If I had wrote it in the form of double summation… Life would have been easier

1 Like

how is this no (2000006) achieved in many solutions to solve ?
j-i can be @ max 10^6-1 and k can be max 10^6 so that makes 2*10^6-1 ?

Thanks

1 Like

generally people just approximate the max usage of memory. I think this must be the reason.I used 2000005

This question may be good for other contests like Long Challenge or Cook-offs but they certainly aren’t supposed to be given for Lunchtimes . I have explained this in this post.

3 Likes

hi,
please check my code
what wrong with this??
http://www.codechef.com/viewsolution/7065805

1 Like

@deepak100 here is AC of your code http://www.codechef.com/viewsolution/7070722. Your statement sum = (2*sum%m - n)%m; has problem because modular operations of (a%m-b)%m is not valid always as a%m < b also basically what you have to do is add m to it and calculate modulo

1 Like

what is the formula to get 2nd last line from 3rd last line in your explaination??
∑i=1n(n−i+k+1k+1) Hockey Stick Identity
=∑i=k+1n+k(ik+1)

1 Like

thank u @apptica
i was confused with expression
sum=(2sum%m - n+m)%m; and sum=(2sum%m - n)%m; because if we add any no. m to a no. n and take mod with m then it must resultant 0 …ie. (n+m)%m==n

1 Like

I think he has used the identity C(n+r,r) for range of r . I read this from https://proofwiki.org/wiki/Sum_of_r%2Bk_Choose_k_up_to_n

Exactly. !

is there a need to evaluate inverse factorial

can’t we evaluate nCr(n, r) as (fact[n]/(fact[r]*fact[n-r])) % mod ???

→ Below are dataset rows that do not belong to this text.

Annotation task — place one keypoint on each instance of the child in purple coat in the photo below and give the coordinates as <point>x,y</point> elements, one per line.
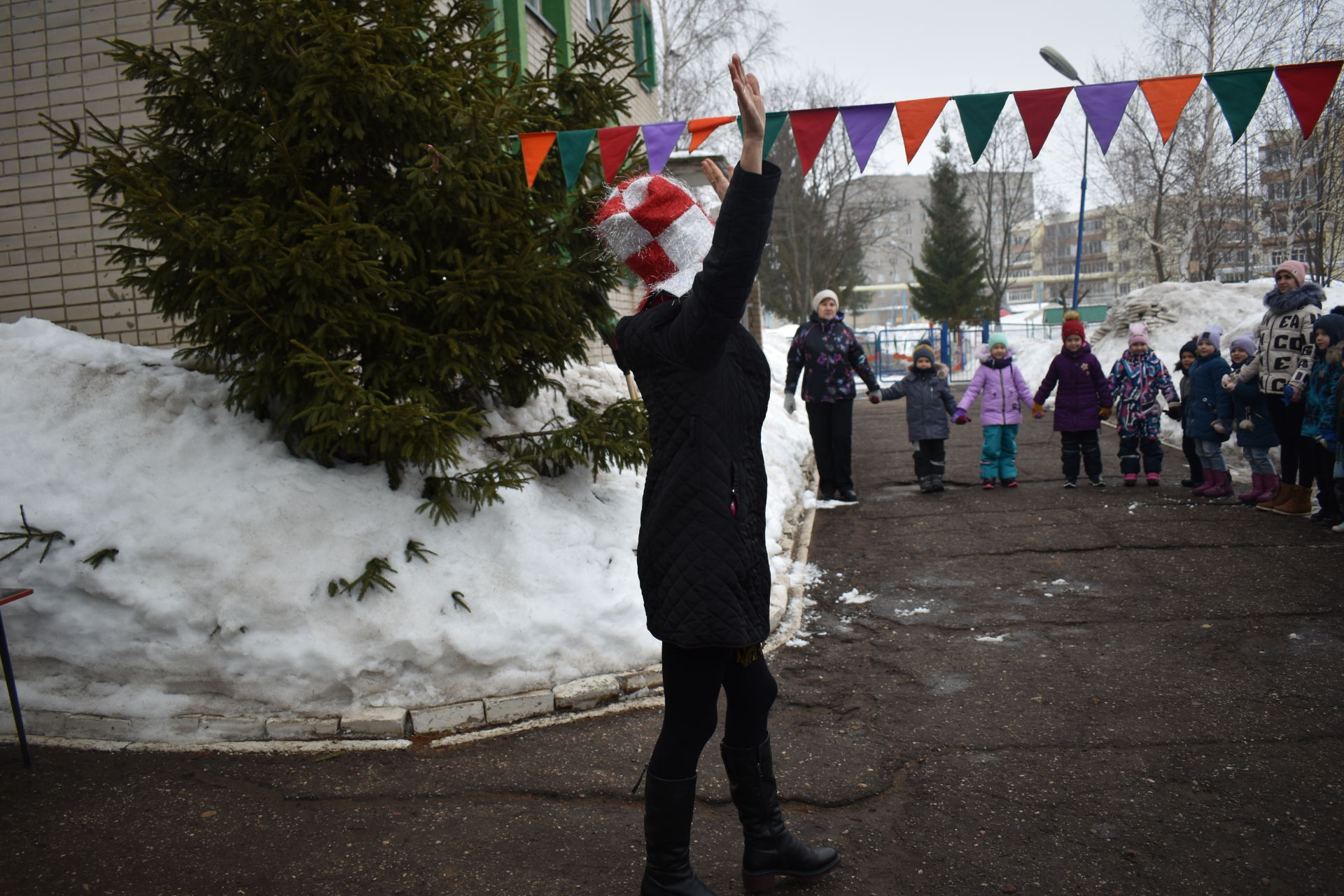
<point>1082,403</point>
<point>1002,391</point>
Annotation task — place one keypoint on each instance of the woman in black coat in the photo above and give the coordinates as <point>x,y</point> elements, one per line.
<point>704,567</point>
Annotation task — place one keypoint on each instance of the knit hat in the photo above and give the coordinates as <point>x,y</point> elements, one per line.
<point>656,227</point>
<point>1246,342</point>
<point>1073,326</point>
<point>1296,269</point>
<point>823,296</point>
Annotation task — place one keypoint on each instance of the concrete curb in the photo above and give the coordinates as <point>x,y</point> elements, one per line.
<point>379,729</point>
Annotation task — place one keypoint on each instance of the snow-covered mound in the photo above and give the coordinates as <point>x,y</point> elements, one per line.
<point>1175,314</point>
<point>217,601</point>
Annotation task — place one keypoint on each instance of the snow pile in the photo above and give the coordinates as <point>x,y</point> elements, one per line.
<point>217,601</point>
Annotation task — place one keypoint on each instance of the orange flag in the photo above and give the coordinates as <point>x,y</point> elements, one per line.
<point>536,147</point>
<point>1167,99</point>
<point>917,117</point>
<point>702,128</point>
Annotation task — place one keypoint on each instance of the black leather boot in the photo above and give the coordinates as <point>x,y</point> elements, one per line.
<point>771,849</point>
<point>668,808</point>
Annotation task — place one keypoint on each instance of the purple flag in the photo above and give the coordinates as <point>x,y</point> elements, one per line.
<point>864,124</point>
<point>1105,106</point>
<point>659,143</point>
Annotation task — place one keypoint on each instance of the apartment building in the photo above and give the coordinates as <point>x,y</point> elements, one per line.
<point>52,62</point>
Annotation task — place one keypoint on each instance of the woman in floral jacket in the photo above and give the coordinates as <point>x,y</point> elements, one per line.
<point>827,354</point>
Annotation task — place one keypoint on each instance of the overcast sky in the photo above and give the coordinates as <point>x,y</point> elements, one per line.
<point>937,48</point>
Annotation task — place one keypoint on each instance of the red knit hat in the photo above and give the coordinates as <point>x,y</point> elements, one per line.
<point>656,227</point>
<point>1073,327</point>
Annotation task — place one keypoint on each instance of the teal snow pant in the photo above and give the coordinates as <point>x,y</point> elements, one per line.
<point>999,453</point>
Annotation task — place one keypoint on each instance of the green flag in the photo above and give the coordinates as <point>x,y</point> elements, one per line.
<point>574,146</point>
<point>979,115</point>
<point>1240,94</point>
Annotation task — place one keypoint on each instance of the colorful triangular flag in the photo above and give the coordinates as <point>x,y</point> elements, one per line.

@mohitbindal644 you cant do this because to store factorial of large numbers without mod will overflow the size of the defined variable whether it is even long double. Now in fact[] array you will store fact[i] as mod so you need to use inverse modulo

Please see it in reference to the theorem: http://www.artofproblemsolving.com/wiki/index.php/Combinatorial_identity#Hockey-Stick_Identity

I do not get how did you changed the mod to that formula with -n at the end… Can someone stepwise and split and derive please?